Included among other polyfunctional ligands are the broader class of alpha or beta hydroxy polycarboxylic acids into which class the citric acid falls. Also, other functionally substituted acids such as alpha or beta amino, sulfhydro, phosphinol, etc., can be substituted in the molecular model of the metal complex of this invention and similar results can be achieved.

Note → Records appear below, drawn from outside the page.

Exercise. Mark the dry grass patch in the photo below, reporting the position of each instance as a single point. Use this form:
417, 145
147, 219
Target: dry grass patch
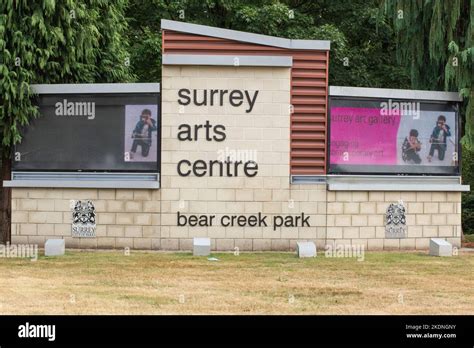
254, 283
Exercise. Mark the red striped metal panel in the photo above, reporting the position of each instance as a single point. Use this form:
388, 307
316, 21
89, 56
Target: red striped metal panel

[Para 21] One particularly desirable metal complex in the 1 :1 dialkali monometal polyfunctional organic ligand chelate family is disodium monocopper (II) citrate dihydrate,
CAS Registry #65330-59-8. This material is sold under the tradename MCC™ by National
Research Laboratories, Ltd. of Cincinnati, Ohio.
[Para 22] Most microorganisms are viable around a pH of 7. MCC is advantageous because at a pH between 7 and 9, within physiological pH levels and pH levels for microorganism stability, MCC releases large amounts of toxic metals ions from coordinate structures, thereby denatϋfrizing the cell protein of the microorganisms and causing cell death of the microorganism.
[Para 23] In combination, the acemannan and MCC surprisingly induce an activation of lysyl oxidase, promoting collagen formation and thereby enhancing subsequent tissue repair and regeneration.
[Para 24] In various exemplary embodiments, the acemannan is present in an amount of up to 90% of the weight of the finished product.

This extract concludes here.